Requirements: This is where you put the requirements for Race, Class, and anything special a character has to have to in order to qualify for the kit.
Modifications: If the kit changes an existing Race or Class, this is where those modifications will be discussed. This would include things like the Thieving skill modifications from the Complete Thief's Handbook.
Weapons and Armor: This is where any limitations or bonuses will be shown for the kit as they regard to weapon and armor access/proficiencies.
Equipment: If a kit receives bonus gear, or is required to own certain types of gear, this is where it will be listed. For example, a rider would be required to own a saddle and other riding gear.
Nonweapon Proficiencies: This part is divided into three parts; Bonus, Required, and Recommended. Bonus proficiencies are those proficiencies the character gets by virtue of having the kit. He does not spend proficiency slots to take them. Required proficiencies on the other hand are those proficiencies that the character must buy with his initial allotment of class and intelligence given NWP slots.
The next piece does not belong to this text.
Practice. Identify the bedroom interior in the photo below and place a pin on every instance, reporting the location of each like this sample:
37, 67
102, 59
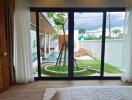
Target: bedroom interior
65, 50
This represents the investment that the player put into the kit prior to becoming an adventurer. Recommended Proficiencies are a list of additional proficiencies that the character may wish to take based on the description of the kit. As an added bonus, at first level, prior to the start of play, you may buy any recommended proficiency for list price if it's not normally available to your class instead of having to spend an additional proficiency slot.
Special Benefits: Any changes or abilities that don't fit into any of the above categories that represent an actual benefit for the person with this kit are listed here. For example, in my Winterborn kit, there's the following benefits: +1 bonus on saves to resist any sort of non-magical cold effect as well as to fear effects. Your character suffers no movement penalties when moving through/over snow/ice.
Special Penalties: While their may be downsides listed in other areas, this is for all the other downsides that aren't listed elsewhere. For example, those characters using the Chosen Crusader kit have the following penalties: The Crusader must abide by all the dictates and tenets of the Church of the Chosen, these include but are not limited to: Must maintain a lawful alignment, must tithe 10% of all wealth to the church, must obey church superiors. Failure to live up to the dictates results in a loss of abilities.
Starting Funds/Social Class: In my campaign, instead of starting funds being dependent on character class, it's instead based on the social class of the character. This is where any modifications to those starting funds are listed.
Over the next few posts I will likely offer a few of the kits for everyone to use in their own campaigns.